A three-member Team from the University of the West Indies Seismic Research Centre comprising of Scientist Dr. Micheal Camejo-Harry, Technician Garth Mannette, and Project Manager, Volcano Ready Project, Monique Johnson-Lynch, arrived in St. Vincent and the Grenadines on Wednesday 27th January 2021 onboard the Regional Security System (RSS) aircraft to continue the work being done on the Monitoring Network. This new Team will be led by Thomas Christopher, Scientists from the Seismic Research Centre (SRC) based at the Montserrat Volcano Observatory (MVO).
A briefing was done yesterday to update the new Team on the work completed thus far on the Monitoring Network plans to chart the way forward.
The monitoring team spent the entire day at the Belmont Observatory involved in further preparation of the facility for eventual full-time occupation by monitoring scientists. They also spent time sorting equipment for eventual field deployment.
The Team from the UWI Seismic Research Centre and the Soufrière Monitoring Unit will spend the next few days scouting air mark sites to carry out the EDM surveys and install more reflectors inside the base at the volcano for the EDM target.
There is NO ‘explosive’ eruption at the La Soufrière volcano at this time. La Soufrière continues to have effusive eruptions, as hot magma reaches the surface at extreme temperatures. This appears in the night as fire or a bright red glow above the crater. As the dome gets higher and closer to the crater’s rim, this phenomenon will continue to be visible on clear nights.
The alert level remains at Orange. The volcano continues to exude magma on the surface and steam can still be observed from the Belmont Observatory. Persons living in areas close to the volcano should expect strong sulfur smells for several days to weeks, depending on changes in wind direction.
The NEMO is reminding the public that no evacuation order or notice has been issued.

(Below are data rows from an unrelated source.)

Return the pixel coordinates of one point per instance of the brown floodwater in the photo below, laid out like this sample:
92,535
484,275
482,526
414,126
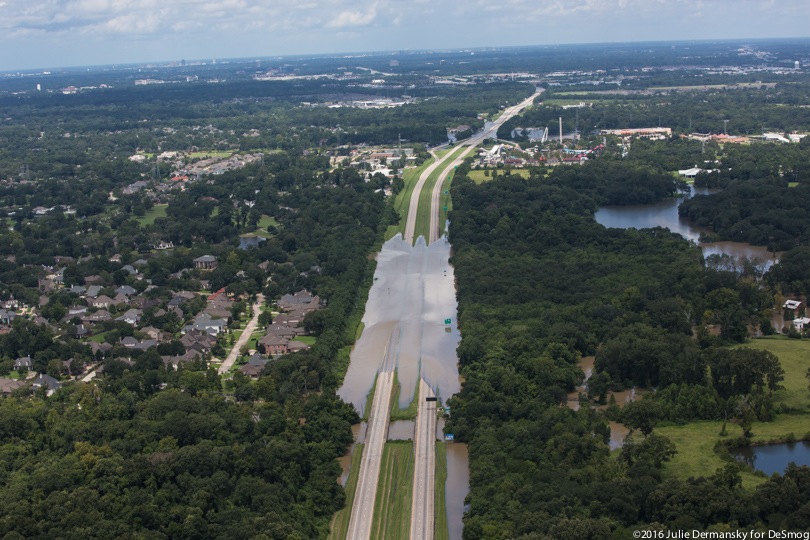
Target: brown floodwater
665,214
413,290
618,432
456,487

NEMO continues to appeal to the public to desist from visiting the La Soufrière Volcano and especially going into the crater since doing so is extremely dangerous.
According to the SRC, the new volcanic dome is extremely dangerous for those in close proximity as it can explode at any time without warning. People have been killed in this way. This warning comes as images from a birthday photoshoot surfaced on social media.
Official information will originate from St. Vincent and the Grenadines National Emergency Management Organization and the University of the West Indies Seismic Research Center.